In $ \triangle ACD $:
$ \cos(50^\circ) = \frac{CD}{AD} \implies CD = AD \cos(50^\circ) = 17 \cos(50^\circ) \approx 17 \times 0.6428 \approx 10.93 \, \text{m} $.

In $ \triangle ABC $:
Since $ \angle BAC = \angle D = 50^\circ $ (as $ \angle BAD = 90^\circ $, so $ \angle BAC + \angle CAD = 90^\circ $, and $ \angle CAD + \angle D = 90^\circ $), and $ \angle ACB = \angle ACD = 90^\circ $, $ AC = AC $, so $ \triangle ABC \cong \triangle DAC $ (AAS). Thus, $ BC = CD \approx 10.9 \, \text{m} $.

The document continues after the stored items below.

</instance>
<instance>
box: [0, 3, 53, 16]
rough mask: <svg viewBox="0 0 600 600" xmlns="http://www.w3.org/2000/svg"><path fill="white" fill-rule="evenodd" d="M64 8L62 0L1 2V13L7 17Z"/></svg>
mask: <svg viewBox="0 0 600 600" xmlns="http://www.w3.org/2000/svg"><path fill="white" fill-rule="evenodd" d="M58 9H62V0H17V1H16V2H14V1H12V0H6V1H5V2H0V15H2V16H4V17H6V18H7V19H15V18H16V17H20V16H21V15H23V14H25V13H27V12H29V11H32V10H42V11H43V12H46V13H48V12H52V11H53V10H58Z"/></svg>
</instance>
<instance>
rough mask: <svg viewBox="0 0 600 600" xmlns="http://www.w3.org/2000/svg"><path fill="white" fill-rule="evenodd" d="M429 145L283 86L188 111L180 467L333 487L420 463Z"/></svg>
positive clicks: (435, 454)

### Problem 12: Find the measure of side $ AD $

Wait, the problem says "Find the measure of side $ AD $", but the diagram shows $ AD = 17.0 \, \text{m} $. Wait, maybe that's a typo, or maybe $ AD $ is to be found via another triangle? Wait, no—if the diagram labels $ AD = 17.0 \, \text{m} $, then $ AD = 17.0 \, \text{m} $. But maybe it's a different triangle. Wait, maybe the second diagram (not shown) has different labels. Wait, the original problem has two questions: 11 (BC) and 12 (AD). Given the diagram for 11 shows $ AD = 17.0 \, \text{m} $, so maybe 12 is a different triangle. Wait, perhaps a mislabel, or maybe $ AD $ is in another triangle. Alternatively, maybe in the first triangle, $ AD = 17 $, and we need to confirm. But if the diagram shows $ AD = 17.0 \, \text{m} $, then $ AD = 17.0 \, \text{m} $.

### Final Answers

#### Problem 11:
$ BC \approx 10.9 \, \text{m} $ (or more precisely, $ 17 \cos(50^\circ) \approx 10.93 \, \text{m} $).

#### Problem 12:
$ AD = 17.0 \, \text{m} $ (from the diagram).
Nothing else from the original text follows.